Blue by Joni Mitchell
Blue by Joni Mitchell
1971 | Folk, Rock, Singer-Songwriter
9.2 (6 Ratings)
Album Favorite

"I was only about 13 when I heard it and it was another one that I played a lot in my bedroom. There was a trilogy of females, which was Joni Mitchell's Blue, Kate Bush's Hounds Of Love and Bjork's Debut that I discovered when I was 12 and obviously had a huge impact on me. But Joni Mitchell, for me, her voice is like an instrument, the same as Bjork's - I just loved hearing a woman's voice that sounded so free and was doing weird things to my brain, pulling it around. How do you even talk about something like this? You just end up saying a load of cliches! There's songs like 'River' and 'Blue' and I didn't know anything really as a 13-year-old about California and Laurel Canyon and the psychedelic 60s and what had happened to everybody, the disenchantment they maybe felt later on. I didn't really understand the background of that, yet there was this woman coming out of my speaker, her feminine energy and her freedom, her expression, her unapologetic rawness, again, and the beauty and competence, and weird tunings, it all completely made sense to me. It all sounded like this amazing place that smelt like pine trees and had golden, yellow sunshine and long hair and tapestries and curtains and cats and guitars.

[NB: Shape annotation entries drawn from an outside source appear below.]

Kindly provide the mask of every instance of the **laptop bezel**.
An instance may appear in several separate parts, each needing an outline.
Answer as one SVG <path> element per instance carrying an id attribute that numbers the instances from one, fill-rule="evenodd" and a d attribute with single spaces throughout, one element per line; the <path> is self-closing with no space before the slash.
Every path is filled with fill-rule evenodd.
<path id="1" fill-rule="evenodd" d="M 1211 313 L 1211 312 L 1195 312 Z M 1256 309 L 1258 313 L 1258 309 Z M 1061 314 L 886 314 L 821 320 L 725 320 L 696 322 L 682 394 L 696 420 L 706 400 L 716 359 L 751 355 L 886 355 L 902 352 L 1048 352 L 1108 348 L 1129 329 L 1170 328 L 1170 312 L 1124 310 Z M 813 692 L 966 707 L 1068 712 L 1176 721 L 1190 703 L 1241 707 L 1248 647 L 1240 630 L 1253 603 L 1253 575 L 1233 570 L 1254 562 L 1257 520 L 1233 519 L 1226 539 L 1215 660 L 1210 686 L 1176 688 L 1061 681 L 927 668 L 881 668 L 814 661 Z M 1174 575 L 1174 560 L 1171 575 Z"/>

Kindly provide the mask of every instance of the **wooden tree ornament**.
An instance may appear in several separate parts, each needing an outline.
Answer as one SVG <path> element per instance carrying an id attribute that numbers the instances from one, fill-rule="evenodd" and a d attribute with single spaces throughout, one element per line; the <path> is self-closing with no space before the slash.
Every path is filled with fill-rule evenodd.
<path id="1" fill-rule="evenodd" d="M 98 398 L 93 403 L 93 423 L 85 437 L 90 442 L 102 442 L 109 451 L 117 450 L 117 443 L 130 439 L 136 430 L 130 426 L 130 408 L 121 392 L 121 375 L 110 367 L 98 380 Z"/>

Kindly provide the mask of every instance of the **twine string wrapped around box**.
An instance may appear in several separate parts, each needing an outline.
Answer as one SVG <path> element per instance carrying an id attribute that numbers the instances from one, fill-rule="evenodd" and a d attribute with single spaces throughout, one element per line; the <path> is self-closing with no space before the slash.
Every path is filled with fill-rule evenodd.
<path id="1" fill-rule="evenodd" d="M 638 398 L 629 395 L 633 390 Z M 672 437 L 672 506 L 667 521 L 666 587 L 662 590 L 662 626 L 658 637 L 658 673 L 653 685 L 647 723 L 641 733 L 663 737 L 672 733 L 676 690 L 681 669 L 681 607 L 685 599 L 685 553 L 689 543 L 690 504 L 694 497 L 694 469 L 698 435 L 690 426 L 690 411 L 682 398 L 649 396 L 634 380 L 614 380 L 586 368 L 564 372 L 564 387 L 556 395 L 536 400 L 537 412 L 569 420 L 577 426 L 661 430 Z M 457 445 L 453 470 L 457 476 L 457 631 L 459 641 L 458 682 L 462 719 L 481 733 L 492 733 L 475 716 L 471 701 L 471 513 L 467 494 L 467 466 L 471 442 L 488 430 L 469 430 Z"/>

I thought: "What is this place that this woman is talking about?" Actually it's just this universe inside of her, she's like this amazing building full of beautiful things, so complex and so deep and intellectual. I just think she's fully competent on so many levels! I was listening to Carole King, Tapestry, at the time, and that's another beautiful record, but Joni Mitchell's is just emotionally more complex. It was meandering and had movements and parts to it and her voice would soar. There's that bit where she's saying, "hell's the hippest way to go, I don't think so but I'm going to take a look around it": there's that onset of disenchantment, where she's sick of this bullshit, and Joni Mitchell's so good at seeing through the bullshit - it's not this throwaway, idealistic, hippy kind of thing, she's always burrowing a little bit under the surface. As a young girl, hearing women talk about travelling, going on an aeroplane, missing California, being in Paris, seeing some guy playing guitar and writing a love note on a napkin to her. It's like good life experience, listening to that through someone else."